ExaGrid understands that deduplication is required, but how you implement it changes everything in backup. Data deduplication reduces the amount of storage required and also the amount of bandwidth for replication; however, if not implemented correctly, it will dramatically slow down backups, slow down restores and VM boots, and the backup window will grow as data grows. This is due to the fact that data deduplication is highly compute intensive; you don’t want to perform deduplication during the backup window and you also don’t want to restore or boot from a pool of deduplicated data.
ExaGrid provides the best level of data deduplication and has implemented data deduplication in a way that provides 6X the backup performance and up to 20X the restore and VM boot performance of other approaches. ExaGrid has a unique landing zone where backups can land straight to disk without any inline deduplication processing. Backups are fast and the backup window is short. Deduplication and offsite replication occur in parallel with the backups and never impede the backup process as they are always second order priority. ExaGrid calls this “adaptive deduplication.”
Fastest Backup/Shortest Backup Window
Since backups write directly to the landing zone, the most recent backups are in their full, undeduplicated form ready for any request. Local restores, instant VM recoveries, audit copies, tape copies, and all other requests do not require rehydration and are as fast as disk. As an example, instant VM recoveries occur in seconds to minutes versus hours for the inline deduplication approaches that store only deduplicated data that has to be rehydrated for every request.

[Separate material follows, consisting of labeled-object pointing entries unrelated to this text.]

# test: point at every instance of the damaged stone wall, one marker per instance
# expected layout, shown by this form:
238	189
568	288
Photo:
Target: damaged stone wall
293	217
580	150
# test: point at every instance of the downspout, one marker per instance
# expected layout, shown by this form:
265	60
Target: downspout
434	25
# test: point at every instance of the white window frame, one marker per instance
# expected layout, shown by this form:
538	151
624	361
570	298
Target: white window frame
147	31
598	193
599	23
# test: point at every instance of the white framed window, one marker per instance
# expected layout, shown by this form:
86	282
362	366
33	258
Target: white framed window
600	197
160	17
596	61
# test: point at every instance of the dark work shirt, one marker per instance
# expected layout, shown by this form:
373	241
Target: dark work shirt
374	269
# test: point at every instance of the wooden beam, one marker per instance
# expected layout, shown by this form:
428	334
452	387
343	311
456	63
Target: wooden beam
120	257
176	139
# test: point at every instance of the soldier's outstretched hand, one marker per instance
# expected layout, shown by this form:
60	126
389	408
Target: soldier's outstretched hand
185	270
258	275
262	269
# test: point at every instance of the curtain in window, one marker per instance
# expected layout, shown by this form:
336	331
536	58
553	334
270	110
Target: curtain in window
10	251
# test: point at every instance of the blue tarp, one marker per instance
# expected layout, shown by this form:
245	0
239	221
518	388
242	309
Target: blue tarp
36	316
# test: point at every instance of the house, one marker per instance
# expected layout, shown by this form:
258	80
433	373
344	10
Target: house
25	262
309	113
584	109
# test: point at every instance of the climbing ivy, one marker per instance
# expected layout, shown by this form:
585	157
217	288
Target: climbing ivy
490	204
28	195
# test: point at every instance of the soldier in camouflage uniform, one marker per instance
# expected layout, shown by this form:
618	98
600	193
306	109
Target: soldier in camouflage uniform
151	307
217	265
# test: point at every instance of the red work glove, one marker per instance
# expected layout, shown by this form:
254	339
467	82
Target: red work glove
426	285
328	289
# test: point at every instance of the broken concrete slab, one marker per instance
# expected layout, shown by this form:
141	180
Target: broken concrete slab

Fastest Restores, Recoveries, VM Boots, and Tape Copies
Scalability: Fixed-length Backup Window and Data Growth
ExaGrid provides full appliances (processor, memory, bandwidth, and disk) in a scale-out system. As data grows, all resources are added, including additional landing zone, additional bandwidth, processor, and memory as well as disk capacity. The backup window stays fixed in length regardless of data growth, which eliminates expensive forklift upgrades. Unlike the inline, scale-up approach where you need to guess at which sized front-end controller is required, the ExaGrid approach allows you to simply pay as you grow by adding the appropriate sized appliances as your data grows. ExaGrid has various-sized appliance models, and any size or age appliance can be mixed and matched in a single system, which allows IT departments to buy compute and capacity as they need it. This evergreen approach also eliminates product obsolescence.